Dieses blaue Seegras ist der womöglich aussichtslose Versuch des Menschen, das zu retten, was er seit Jahrzehnten mutwillig zerstört.

2001 fand die kanadische Forscherin Janelle Curtis heraus, dass in der Ria Formosa, einem weit verzweigten Lagunensystem an der Südküste Portugals, zwischen 1,5 und zwei Millionen Tiere des Kurzschnäuzigen und Langschnäuzigen Seepferdchens leben. Nirgendwo sonst auf der Welt wurde bislang eine größere Population entdeckt. Heute stehen diese Bestände vor dem Aus. Forscher:innen und Polizei, Umweltorganisationen und Politik, Schulen und Fischer:innen versuchen, die Tiere zu retten. Ihr Kampf gilt jahrhundertealten Traditionen, dem Opportunismus der eigenen Bevölkerung, dem illegalen Wildtierhandel nach Asien sowie dem Personalmangel portugiesischer Behörden. Und Kritik aus den eigenen Reihen.
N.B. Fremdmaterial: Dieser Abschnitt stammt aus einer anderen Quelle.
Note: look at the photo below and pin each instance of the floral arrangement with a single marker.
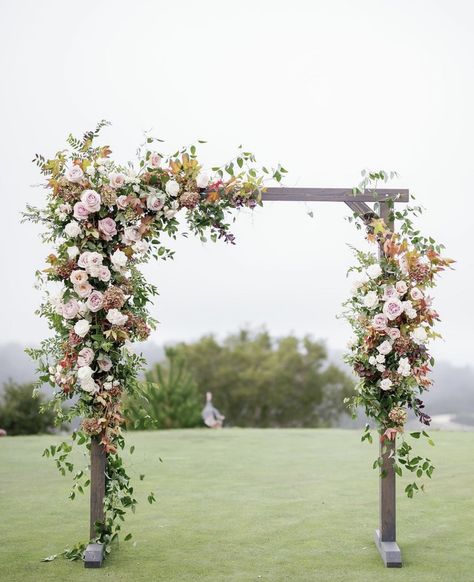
(104, 221)
(392, 317)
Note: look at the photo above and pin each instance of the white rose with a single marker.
(385, 348)
(72, 229)
(202, 180)
(72, 252)
(419, 335)
(118, 260)
(115, 317)
(74, 174)
(374, 271)
(386, 384)
(371, 299)
(82, 327)
(172, 188)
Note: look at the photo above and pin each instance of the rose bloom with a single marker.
(154, 160)
(91, 200)
(116, 180)
(95, 301)
(80, 211)
(122, 201)
(130, 235)
(389, 293)
(374, 271)
(83, 289)
(104, 274)
(86, 357)
(384, 348)
(393, 308)
(154, 203)
(116, 318)
(72, 252)
(401, 287)
(72, 229)
(371, 300)
(202, 180)
(393, 333)
(74, 174)
(108, 228)
(386, 384)
(78, 277)
(104, 362)
(379, 322)
(416, 294)
(172, 188)
(83, 260)
(82, 327)
(70, 309)
(118, 259)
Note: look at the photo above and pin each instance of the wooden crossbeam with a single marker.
(334, 195)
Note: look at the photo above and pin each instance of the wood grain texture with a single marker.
(333, 195)
(98, 463)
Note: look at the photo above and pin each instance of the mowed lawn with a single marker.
(243, 505)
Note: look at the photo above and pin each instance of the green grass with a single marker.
(243, 505)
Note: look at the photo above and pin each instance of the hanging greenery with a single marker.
(392, 317)
(105, 220)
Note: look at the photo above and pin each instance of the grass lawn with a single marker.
(244, 505)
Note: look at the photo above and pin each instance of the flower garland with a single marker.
(105, 220)
(392, 318)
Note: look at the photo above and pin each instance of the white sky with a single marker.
(326, 88)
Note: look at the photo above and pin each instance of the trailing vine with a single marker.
(105, 220)
(393, 320)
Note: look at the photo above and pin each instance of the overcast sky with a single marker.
(325, 88)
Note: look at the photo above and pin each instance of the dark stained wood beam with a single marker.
(333, 195)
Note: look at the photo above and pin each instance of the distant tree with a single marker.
(257, 381)
(20, 411)
(169, 398)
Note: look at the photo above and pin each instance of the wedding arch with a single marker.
(105, 220)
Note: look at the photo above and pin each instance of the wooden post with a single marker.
(386, 536)
(94, 553)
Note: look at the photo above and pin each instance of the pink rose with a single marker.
(122, 201)
(130, 235)
(389, 293)
(393, 308)
(95, 301)
(83, 289)
(78, 277)
(108, 228)
(74, 174)
(379, 322)
(154, 160)
(105, 363)
(393, 333)
(70, 309)
(401, 287)
(117, 180)
(104, 274)
(80, 211)
(416, 294)
(154, 203)
(86, 357)
(91, 200)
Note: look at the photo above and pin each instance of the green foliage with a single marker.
(263, 382)
(21, 412)
(168, 399)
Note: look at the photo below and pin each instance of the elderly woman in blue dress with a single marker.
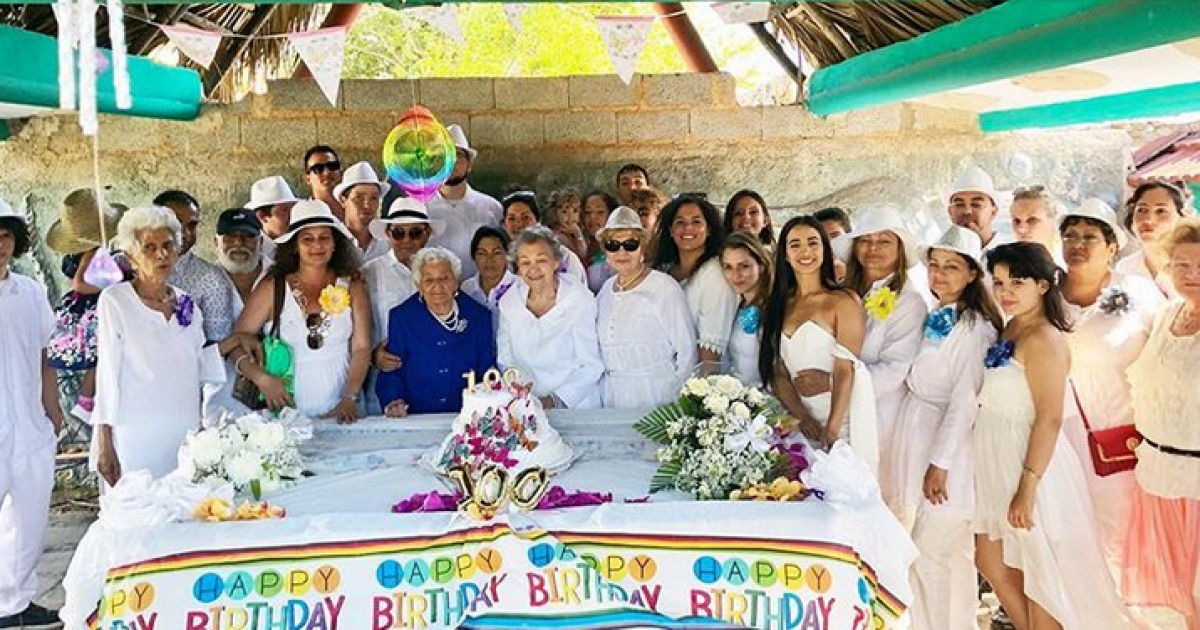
(439, 335)
(549, 325)
(647, 339)
(153, 355)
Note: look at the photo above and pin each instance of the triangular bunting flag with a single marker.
(513, 13)
(444, 18)
(742, 12)
(323, 52)
(624, 37)
(197, 45)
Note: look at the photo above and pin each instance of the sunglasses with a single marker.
(325, 166)
(411, 233)
(630, 245)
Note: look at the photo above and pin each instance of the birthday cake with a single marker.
(503, 424)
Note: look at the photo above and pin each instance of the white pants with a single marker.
(27, 479)
(943, 577)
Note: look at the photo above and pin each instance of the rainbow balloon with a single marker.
(419, 154)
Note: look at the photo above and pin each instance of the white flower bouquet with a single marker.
(251, 453)
(719, 437)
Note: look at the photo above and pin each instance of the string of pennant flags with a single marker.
(323, 49)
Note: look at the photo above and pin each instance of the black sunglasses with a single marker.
(318, 168)
(630, 245)
(411, 233)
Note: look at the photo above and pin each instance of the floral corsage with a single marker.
(1114, 300)
(334, 299)
(185, 310)
(1000, 354)
(880, 303)
(940, 323)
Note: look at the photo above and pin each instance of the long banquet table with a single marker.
(342, 559)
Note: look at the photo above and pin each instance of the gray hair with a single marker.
(537, 234)
(149, 217)
(435, 255)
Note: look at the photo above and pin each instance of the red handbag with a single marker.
(1113, 449)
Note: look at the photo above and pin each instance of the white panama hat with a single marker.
(873, 220)
(310, 214)
(405, 211)
(270, 191)
(973, 179)
(460, 141)
(360, 173)
(959, 240)
(1097, 210)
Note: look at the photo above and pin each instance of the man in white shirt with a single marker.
(30, 419)
(461, 208)
(972, 205)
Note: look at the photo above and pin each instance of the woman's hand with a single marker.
(384, 360)
(396, 408)
(1020, 509)
(935, 485)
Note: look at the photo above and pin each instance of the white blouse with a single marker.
(148, 379)
(647, 341)
(558, 352)
(713, 305)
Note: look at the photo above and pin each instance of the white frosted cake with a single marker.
(502, 424)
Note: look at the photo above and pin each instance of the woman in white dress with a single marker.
(325, 317)
(880, 255)
(647, 339)
(934, 459)
(747, 269)
(1037, 540)
(688, 240)
(549, 325)
(1162, 565)
(811, 324)
(153, 355)
(1151, 211)
(1110, 315)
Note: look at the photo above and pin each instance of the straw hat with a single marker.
(623, 217)
(405, 211)
(958, 240)
(874, 220)
(309, 214)
(360, 173)
(1097, 210)
(78, 227)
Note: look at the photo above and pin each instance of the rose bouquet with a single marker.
(251, 453)
(719, 437)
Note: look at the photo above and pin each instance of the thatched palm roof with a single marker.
(827, 33)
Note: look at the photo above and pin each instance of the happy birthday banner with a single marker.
(495, 577)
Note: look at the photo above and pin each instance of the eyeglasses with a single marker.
(321, 167)
(630, 245)
(411, 233)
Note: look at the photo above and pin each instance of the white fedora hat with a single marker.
(405, 211)
(622, 217)
(1097, 210)
(360, 173)
(959, 240)
(460, 141)
(270, 191)
(873, 220)
(973, 179)
(310, 214)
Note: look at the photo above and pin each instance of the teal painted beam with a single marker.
(159, 91)
(1009, 40)
(1155, 102)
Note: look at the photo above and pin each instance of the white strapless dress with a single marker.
(1061, 556)
(811, 347)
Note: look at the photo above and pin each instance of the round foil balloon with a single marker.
(419, 154)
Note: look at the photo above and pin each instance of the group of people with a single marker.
(1027, 406)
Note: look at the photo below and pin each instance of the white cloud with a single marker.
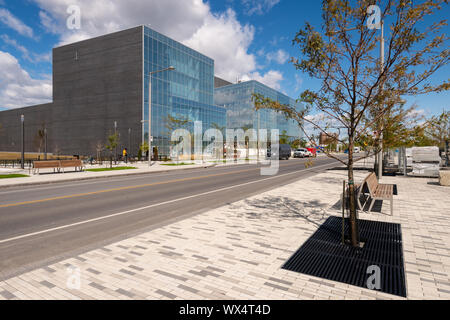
(219, 36)
(11, 21)
(26, 54)
(225, 40)
(272, 78)
(17, 88)
(176, 19)
(258, 7)
(280, 56)
(298, 82)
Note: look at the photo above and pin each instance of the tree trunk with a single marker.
(352, 203)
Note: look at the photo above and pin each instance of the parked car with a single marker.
(312, 152)
(301, 153)
(284, 152)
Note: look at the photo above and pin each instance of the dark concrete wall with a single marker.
(95, 82)
(36, 118)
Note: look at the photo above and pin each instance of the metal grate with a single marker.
(323, 255)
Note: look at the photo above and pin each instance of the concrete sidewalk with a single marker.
(47, 175)
(236, 251)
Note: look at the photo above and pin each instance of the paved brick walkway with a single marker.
(236, 251)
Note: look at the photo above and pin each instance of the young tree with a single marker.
(344, 58)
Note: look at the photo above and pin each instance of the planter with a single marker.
(444, 177)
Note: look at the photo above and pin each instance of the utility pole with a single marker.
(115, 135)
(45, 143)
(380, 154)
(22, 120)
(129, 141)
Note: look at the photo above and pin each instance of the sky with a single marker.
(248, 40)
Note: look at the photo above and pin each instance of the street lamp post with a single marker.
(149, 112)
(380, 154)
(115, 136)
(22, 120)
(129, 141)
(45, 143)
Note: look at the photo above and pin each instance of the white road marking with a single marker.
(153, 205)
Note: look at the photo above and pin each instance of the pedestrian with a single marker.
(125, 155)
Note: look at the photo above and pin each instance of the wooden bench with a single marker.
(377, 191)
(57, 165)
(71, 163)
(50, 164)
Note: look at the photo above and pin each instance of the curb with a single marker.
(98, 177)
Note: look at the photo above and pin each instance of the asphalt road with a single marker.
(46, 223)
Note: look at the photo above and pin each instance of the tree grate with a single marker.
(323, 255)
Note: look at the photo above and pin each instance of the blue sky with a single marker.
(254, 42)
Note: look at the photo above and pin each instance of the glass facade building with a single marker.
(241, 113)
(186, 93)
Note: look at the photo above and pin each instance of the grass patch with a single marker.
(110, 169)
(13, 175)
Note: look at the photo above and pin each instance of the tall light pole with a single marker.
(129, 140)
(115, 136)
(149, 112)
(45, 143)
(380, 154)
(22, 120)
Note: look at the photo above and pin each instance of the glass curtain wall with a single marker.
(185, 94)
(241, 114)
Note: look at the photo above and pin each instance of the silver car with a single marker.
(301, 153)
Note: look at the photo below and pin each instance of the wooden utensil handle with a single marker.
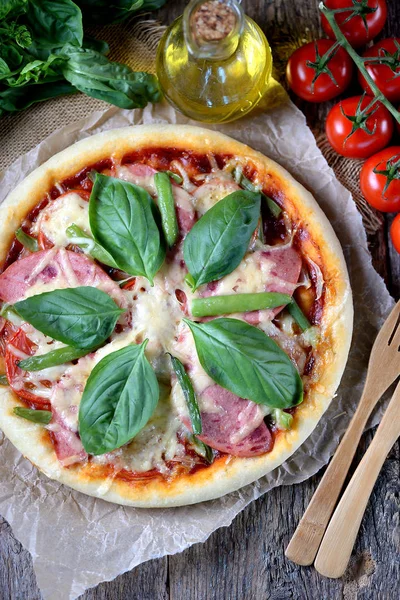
(305, 542)
(338, 542)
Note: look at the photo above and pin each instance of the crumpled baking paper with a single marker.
(77, 541)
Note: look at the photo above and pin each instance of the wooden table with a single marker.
(246, 561)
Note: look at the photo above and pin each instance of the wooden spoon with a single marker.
(383, 369)
(335, 550)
Erstmals entdeckt wurde der massive Rückgang der beiden Populationen 2008. Innerhalb von nur sieben Jahren schrumpfte der Bestand des Kurzschnäuzigen Seepferdchens um 73 Prozent. Der des Langschnäuzigen sogar um 94 Prozent. Vielleicht nicht mehr als eine natürliche Fluktuation? Das vermuteten anfangs auch die Forscher:innen. Inzwischen ist klar: Nicht die Natur, sondern der Mensch bedroht die Seepferdchen.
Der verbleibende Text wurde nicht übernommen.